Certiorari Denied by Supreme Court May 4, 1960.


We think this cause must be remanded under Section 27-329, Tennessee Code Annotated, for an additional finding of facts. Hicks v. Hicks, 168 Tenn. 539, 79 S.W.2d 802. The appeal in this case is from the Circuit Court of Davidson County, from the action of the court in dismissing the original petition of Mrs. Harold T. Wolfenden joined in and consented to by her husband Harold T. Wolfenden, the natural father of Beverly Ann, to adopt her stepdaughter Beverly Ann, and sustaining the cross-petition of Robert C. Wolfenden, an uncle of Beverly Ann, and wife Annabelle Wolfenden, to adopt her. A vital issue in that proceeding, on the basis of allegations in the answer and cross-petition of Robert C. Wolfenden and wife, was whether Harold T. Wolfenden, the natural father of the child had abandoned the child by delivering it into the custody of the uncle and aunt to be permanently kept by them and reared in their home as their own child. The original petitioner contended before the trial judge and contends by assignment of error here that in the absence of a statutory consent to adoption by its parents, the circuit court had no jurisdiction to award a child for adoption without a finding that the child had been abandoned. This insistence is based upon Section 36-110, T.C.A., as amended.

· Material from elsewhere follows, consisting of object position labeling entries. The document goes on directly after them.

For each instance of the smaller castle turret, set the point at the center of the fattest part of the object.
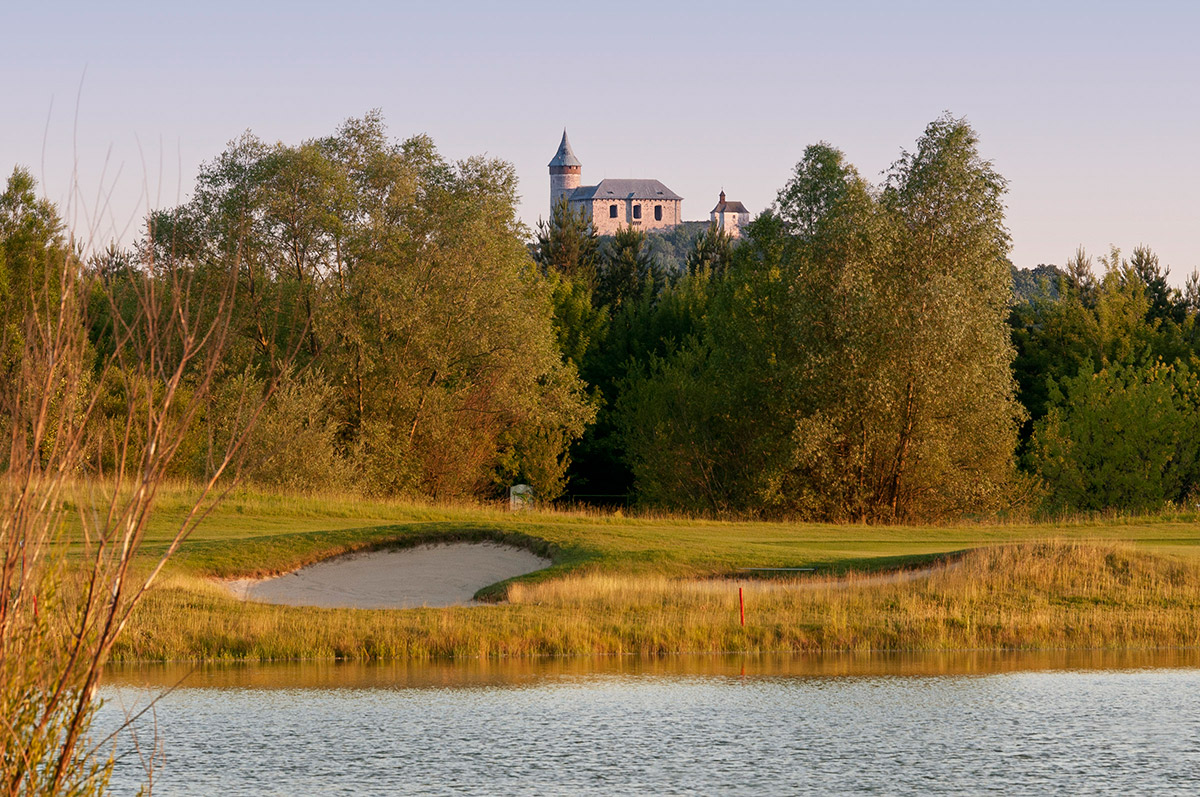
(565, 172)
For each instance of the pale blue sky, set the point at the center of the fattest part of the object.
(1091, 109)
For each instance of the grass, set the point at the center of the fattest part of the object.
(654, 585)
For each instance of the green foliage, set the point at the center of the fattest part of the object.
(33, 251)
(1127, 436)
(855, 361)
(712, 251)
(567, 244)
(405, 277)
(1095, 323)
(625, 269)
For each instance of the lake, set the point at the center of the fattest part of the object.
(964, 723)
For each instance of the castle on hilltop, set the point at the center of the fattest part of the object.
(642, 204)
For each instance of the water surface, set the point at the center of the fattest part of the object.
(941, 724)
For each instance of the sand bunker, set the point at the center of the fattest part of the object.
(429, 575)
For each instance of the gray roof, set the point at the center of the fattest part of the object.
(730, 208)
(624, 190)
(564, 156)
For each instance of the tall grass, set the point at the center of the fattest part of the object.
(1061, 594)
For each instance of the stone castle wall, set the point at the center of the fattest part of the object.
(605, 225)
(563, 180)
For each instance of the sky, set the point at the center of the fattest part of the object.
(1091, 109)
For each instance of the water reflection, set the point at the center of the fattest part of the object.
(958, 723)
(521, 672)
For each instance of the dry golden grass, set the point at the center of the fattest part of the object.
(1032, 595)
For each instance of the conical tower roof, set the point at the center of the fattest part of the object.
(564, 156)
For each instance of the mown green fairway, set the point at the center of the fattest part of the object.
(257, 533)
(669, 585)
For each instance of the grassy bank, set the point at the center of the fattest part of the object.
(665, 585)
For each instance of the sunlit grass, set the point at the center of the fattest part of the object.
(1030, 595)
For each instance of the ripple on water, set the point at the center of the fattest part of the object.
(713, 731)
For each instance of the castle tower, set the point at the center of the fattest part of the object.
(565, 172)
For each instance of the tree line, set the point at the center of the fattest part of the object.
(861, 353)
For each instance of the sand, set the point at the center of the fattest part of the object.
(427, 575)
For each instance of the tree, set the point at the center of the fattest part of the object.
(406, 279)
(625, 268)
(568, 245)
(855, 361)
(1127, 436)
(712, 251)
(31, 251)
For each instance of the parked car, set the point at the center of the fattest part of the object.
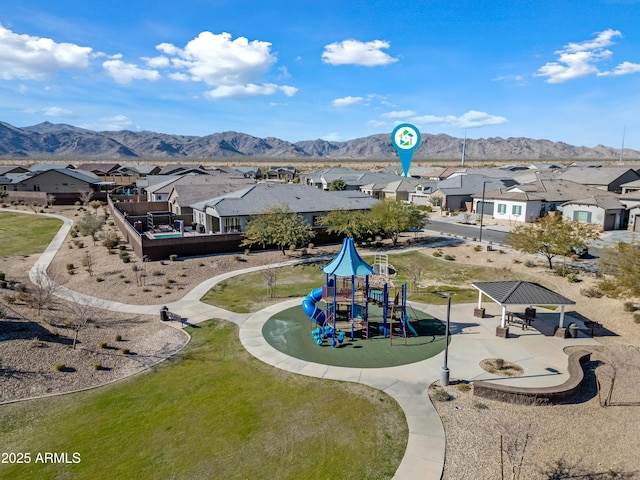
(580, 252)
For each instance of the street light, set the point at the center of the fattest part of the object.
(444, 374)
(484, 186)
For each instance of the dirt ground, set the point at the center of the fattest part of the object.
(581, 439)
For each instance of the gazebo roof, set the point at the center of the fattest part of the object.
(347, 262)
(518, 292)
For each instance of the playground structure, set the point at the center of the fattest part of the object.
(347, 294)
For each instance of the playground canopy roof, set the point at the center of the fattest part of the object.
(347, 262)
(518, 292)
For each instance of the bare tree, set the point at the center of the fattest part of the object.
(270, 277)
(80, 312)
(45, 287)
(87, 263)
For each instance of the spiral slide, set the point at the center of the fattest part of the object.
(309, 306)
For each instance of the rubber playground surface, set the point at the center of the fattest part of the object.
(289, 331)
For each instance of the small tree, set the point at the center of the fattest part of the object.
(91, 225)
(85, 197)
(80, 311)
(551, 236)
(337, 185)
(356, 224)
(278, 226)
(395, 216)
(45, 288)
(270, 277)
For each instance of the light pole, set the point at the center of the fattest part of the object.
(444, 374)
(484, 186)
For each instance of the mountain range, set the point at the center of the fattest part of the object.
(49, 140)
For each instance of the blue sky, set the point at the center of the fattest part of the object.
(300, 70)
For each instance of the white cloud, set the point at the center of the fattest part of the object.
(57, 112)
(331, 137)
(234, 67)
(353, 52)
(156, 62)
(249, 90)
(125, 73)
(625, 68)
(346, 101)
(114, 123)
(399, 114)
(578, 60)
(218, 60)
(35, 58)
(471, 119)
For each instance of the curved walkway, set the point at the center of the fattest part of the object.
(541, 357)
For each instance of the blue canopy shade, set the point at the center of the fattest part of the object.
(347, 263)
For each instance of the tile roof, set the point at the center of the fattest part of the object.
(518, 292)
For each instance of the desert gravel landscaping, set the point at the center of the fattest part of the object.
(581, 439)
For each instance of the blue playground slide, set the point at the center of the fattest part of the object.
(410, 327)
(309, 306)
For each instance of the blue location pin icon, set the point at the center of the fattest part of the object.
(405, 139)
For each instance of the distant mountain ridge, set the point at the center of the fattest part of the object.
(49, 140)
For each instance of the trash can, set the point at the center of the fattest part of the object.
(573, 330)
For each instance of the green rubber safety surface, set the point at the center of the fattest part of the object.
(290, 331)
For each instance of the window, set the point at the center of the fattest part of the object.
(231, 224)
(582, 216)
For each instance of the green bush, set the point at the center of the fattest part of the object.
(440, 395)
(572, 277)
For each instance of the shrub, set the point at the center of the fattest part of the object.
(572, 278)
(440, 395)
(464, 387)
(111, 241)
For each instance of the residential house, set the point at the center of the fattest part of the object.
(231, 212)
(191, 189)
(353, 179)
(281, 173)
(604, 210)
(527, 202)
(455, 192)
(398, 189)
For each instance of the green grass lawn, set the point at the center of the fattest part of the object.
(23, 234)
(249, 293)
(212, 411)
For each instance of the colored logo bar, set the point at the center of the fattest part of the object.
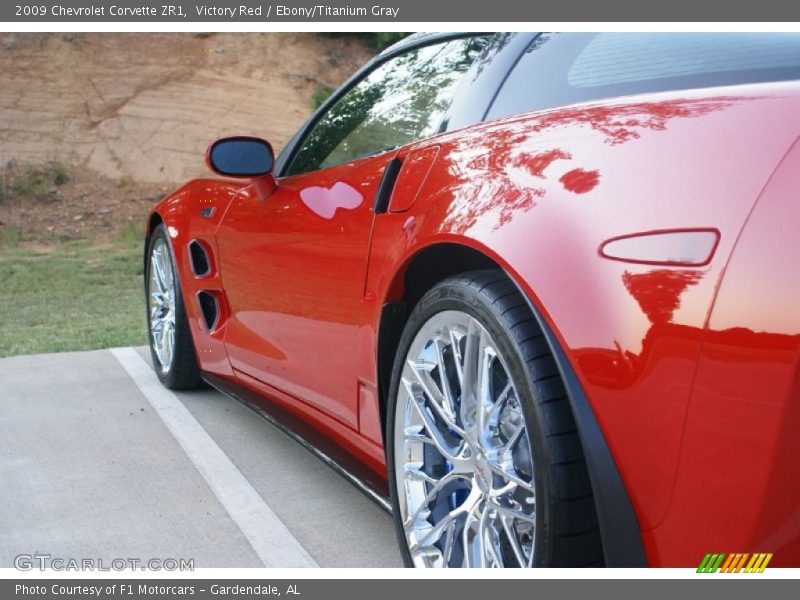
(734, 563)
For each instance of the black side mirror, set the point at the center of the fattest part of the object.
(241, 157)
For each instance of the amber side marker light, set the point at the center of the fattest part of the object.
(668, 247)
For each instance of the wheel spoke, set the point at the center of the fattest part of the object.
(459, 427)
(511, 536)
(436, 488)
(430, 425)
(437, 401)
(513, 477)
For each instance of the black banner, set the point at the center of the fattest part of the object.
(386, 589)
(399, 11)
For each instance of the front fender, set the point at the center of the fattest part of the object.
(193, 213)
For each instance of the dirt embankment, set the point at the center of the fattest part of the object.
(128, 116)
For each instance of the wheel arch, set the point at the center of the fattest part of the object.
(619, 526)
(153, 221)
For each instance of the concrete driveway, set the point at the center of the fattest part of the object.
(97, 460)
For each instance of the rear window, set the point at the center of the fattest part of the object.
(564, 68)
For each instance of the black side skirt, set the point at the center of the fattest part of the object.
(619, 527)
(362, 477)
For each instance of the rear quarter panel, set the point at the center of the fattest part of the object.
(540, 194)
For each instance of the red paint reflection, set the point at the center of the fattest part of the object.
(580, 181)
(658, 292)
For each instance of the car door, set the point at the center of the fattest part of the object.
(294, 265)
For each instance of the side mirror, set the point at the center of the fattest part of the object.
(241, 157)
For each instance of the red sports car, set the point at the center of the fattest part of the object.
(541, 290)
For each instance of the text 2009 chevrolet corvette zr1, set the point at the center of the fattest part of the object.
(547, 284)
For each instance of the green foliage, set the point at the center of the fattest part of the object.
(383, 39)
(97, 303)
(9, 236)
(35, 181)
(57, 173)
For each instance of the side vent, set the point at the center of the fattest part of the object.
(200, 263)
(209, 306)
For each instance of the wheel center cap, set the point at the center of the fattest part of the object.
(483, 473)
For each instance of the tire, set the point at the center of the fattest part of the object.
(441, 480)
(174, 361)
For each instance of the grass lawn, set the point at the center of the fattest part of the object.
(70, 296)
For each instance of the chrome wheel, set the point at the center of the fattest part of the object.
(463, 463)
(161, 304)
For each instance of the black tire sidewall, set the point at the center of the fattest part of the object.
(168, 378)
(458, 296)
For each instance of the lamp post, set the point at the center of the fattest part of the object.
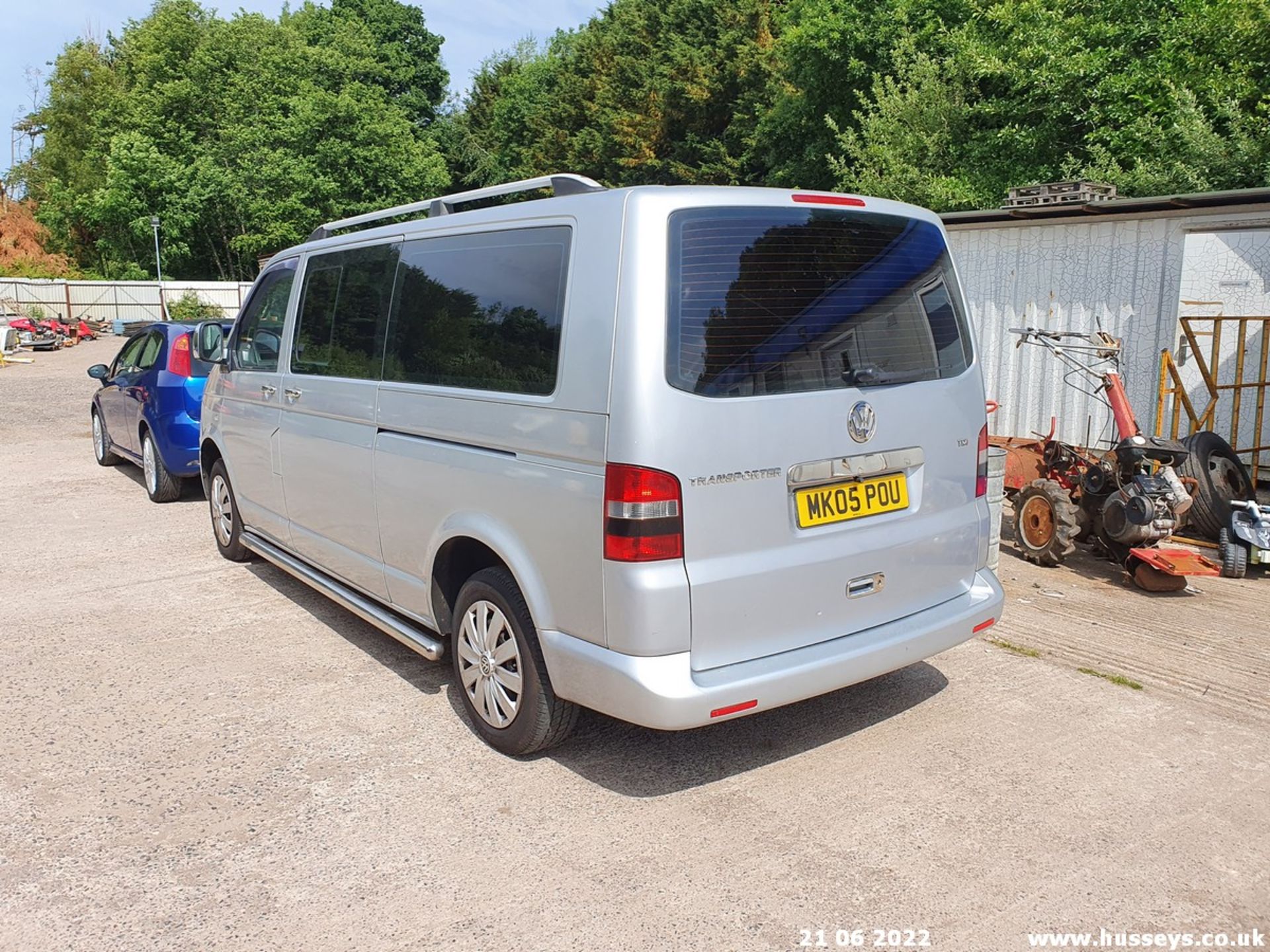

The trial judge was of opinion that regardless of the provisions of Section 36-110, he had jurisdiction to award adoption solely on the basis of the paramount best interest and welfare of the minor child involved in the adoption proceeding, and declined to make *714 an additional find-of fact with respect to the alleged permanent relinquishment, and its legal affect, his finding in that regard being as follows:

"Additional Finding of Facts "The Court having been requested additional finding of facts in this cause, finds as follows: (1) That the Court did not consider it necessary to find that the natural father, Harold T. Wolfenden, did or did not abandon the minor child involved in this cause."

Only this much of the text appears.